L’Αφρίνα / Afrina Igp è costituito da fini cristalli di cloruro di sodio bianchi, che si formano sulla superficie salmastra dei bacini di cristallizzazione in condizioni climatiche favorevoli (vento, temperatura e luce solare). È meno salato del sale, ha un sapore leggermente amaro per via dell’elevato tenore di magnesio ed è quindi ideale per la preparazione di pietanze crude e arrosti o anche di dolci. È ricco di oligoelementi (metalli contenuti nell’acqua di mare) e soprattutto di magnesio (Mg).

L’Αφρίνα / Afrina Igp viene raccolto esclusivamente a mano e presenta le caratteristiche organolettiche, fisiche e chimiche indicate nelle tabelle 1 e 2. La produzione deve avere luogo nella zona geografica delimitata

Le operazioni che devono avere luogo nella zona geografica sono: l’estrazione dal mare; la circolazione dell’acqua estratta nei bacini di evaporazione; il trasferimento nei bacini di cristallizzazione; la raccolta; l’essiccazione naturale.a zona geografica in cui viene prodotto l’«Αφρίνα / Afrina», secondo criteri storici, geografici e antropologici, è situata all’interno del comune di Iera Polis Mesolongiou, nell’unità periferica dell’Etolia-Acarnania, nella periferia della Grecia occidentale, ed è delimitata dai limiti geografici della palude salmastra «bianca»:

L’Αφρίνα / Afrina Igp è prodotto nella laguna di Missolungi e ha conseguito un’eccellente reputazione e una considerevole notorietà sia in Grecia che all’estero. La reputazione e le caratteristiche del prodotto dovute alla sua origine geografica costituiscono pertanto la base del suo legame con la zona geografica.

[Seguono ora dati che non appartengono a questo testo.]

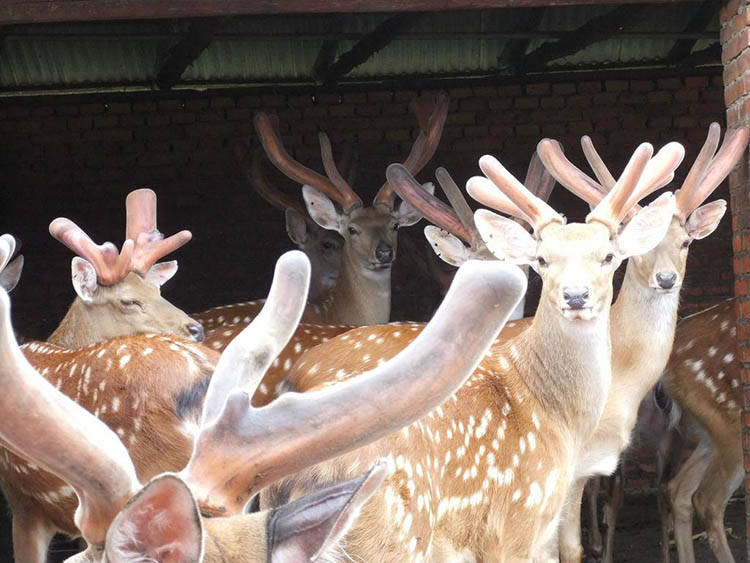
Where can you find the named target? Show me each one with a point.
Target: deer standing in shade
(118, 293)
(502, 451)
(237, 449)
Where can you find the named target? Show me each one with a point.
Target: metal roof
(258, 50)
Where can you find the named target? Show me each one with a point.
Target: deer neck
(643, 326)
(77, 328)
(567, 367)
(361, 296)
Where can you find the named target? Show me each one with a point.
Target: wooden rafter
(593, 31)
(179, 57)
(370, 44)
(37, 11)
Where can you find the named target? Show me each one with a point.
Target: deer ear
(11, 274)
(161, 273)
(408, 215)
(506, 239)
(296, 227)
(161, 523)
(311, 527)
(448, 247)
(83, 276)
(647, 229)
(321, 209)
(704, 220)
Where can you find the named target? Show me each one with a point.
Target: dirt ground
(636, 540)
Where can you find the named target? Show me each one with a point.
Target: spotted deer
(10, 268)
(645, 313)
(118, 294)
(322, 247)
(238, 449)
(703, 378)
(502, 451)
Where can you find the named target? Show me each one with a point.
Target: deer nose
(384, 253)
(666, 280)
(196, 331)
(576, 297)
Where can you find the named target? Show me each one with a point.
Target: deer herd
(304, 427)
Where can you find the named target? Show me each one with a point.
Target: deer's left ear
(161, 273)
(161, 523)
(406, 215)
(704, 220)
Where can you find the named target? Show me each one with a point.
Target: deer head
(122, 520)
(663, 268)
(322, 247)
(10, 270)
(576, 261)
(119, 293)
(369, 232)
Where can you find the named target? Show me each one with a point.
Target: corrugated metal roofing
(283, 49)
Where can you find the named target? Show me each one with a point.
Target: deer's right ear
(321, 209)
(11, 274)
(83, 275)
(505, 238)
(311, 527)
(160, 523)
(296, 227)
(448, 247)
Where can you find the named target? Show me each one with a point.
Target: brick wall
(79, 157)
(735, 39)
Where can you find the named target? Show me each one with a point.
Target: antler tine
(459, 204)
(253, 169)
(568, 174)
(427, 204)
(602, 173)
(49, 429)
(298, 430)
(431, 130)
(348, 197)
(7, 248)
(275, 151)
(734, 145)
(244, 362)
(613, 207)
(150, 244)
(533, 210)
(110, 267)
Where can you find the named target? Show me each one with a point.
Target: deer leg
(681, 490)
(570, 525)
(722, 477)
(32, 534)
(616, 494)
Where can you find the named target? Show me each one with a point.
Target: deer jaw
(131, 306)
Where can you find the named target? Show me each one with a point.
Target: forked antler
(430, 112)
(269, 136)
(150, 244)
(245, 448)
(44, 426)
(709, 169)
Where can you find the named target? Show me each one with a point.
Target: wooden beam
(370, 44)
(179, 57)
(593, 31)
(38, 11)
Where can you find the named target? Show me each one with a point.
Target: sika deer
(485, 475)
(703, 378)
(644, 316)
(118, 294)
(239, 449)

La sua reputazione si basa principalmente sulla consistenza e sul sapore, che sono determinati dal particolare microclima delle saline e della laguna di Missolungi e dalla tradizionale raccolta manuale, che è rimasta praticamente immutata nel corso degli anni.

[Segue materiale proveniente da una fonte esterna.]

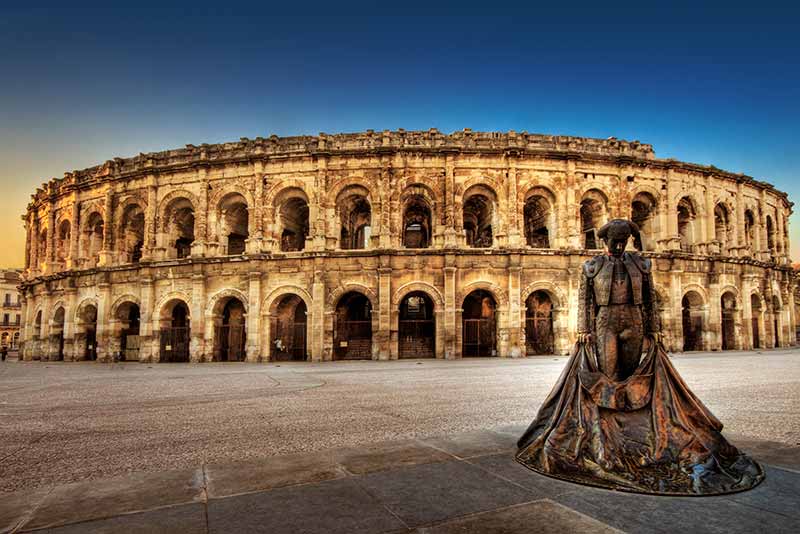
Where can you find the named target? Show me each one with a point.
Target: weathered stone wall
(158, 228)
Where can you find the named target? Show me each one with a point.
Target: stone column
(108, 231)
(201, 233)
(317, 319)
(451, 349)
(385, 309)
(253, 316)
(150, 222)
(74, 235)
(198, 343)
(51, 238)
(452, 232)
(103, 323)
(149, 337)
(516, 334)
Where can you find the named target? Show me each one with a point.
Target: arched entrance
(288, 330)
(174, 332)
(229, 331)
(128, 316)
(479, 324)
(539, 338)
(728, 306)
(417, 327)
(755, 307)
(57, 334)
(776, 327)
(87, 331)
(352, 329)
(692, 319)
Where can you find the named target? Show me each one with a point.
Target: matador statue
(621, 419)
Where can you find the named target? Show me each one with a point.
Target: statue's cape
(648, 433)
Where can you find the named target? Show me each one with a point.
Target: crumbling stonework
(390, 244)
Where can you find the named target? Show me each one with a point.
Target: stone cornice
(611, 150)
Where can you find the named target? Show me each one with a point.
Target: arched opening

Le saline di Missolungi rappresentano un ambiente ideale per la produzione e sono protette dalla convenzione di Ramsar e da Natura 2000. La reputazione del prodotto è rafforzata dall’unicità dell’ecosistema delle saline di Missolungi e dalla notorietà della laguna di Missolungi, il «bellissimo lago» di Omero. Il professor Christos Siasos (Agrinioculture, 2014) descrive Missolungi come la «terra del tesoro bianco».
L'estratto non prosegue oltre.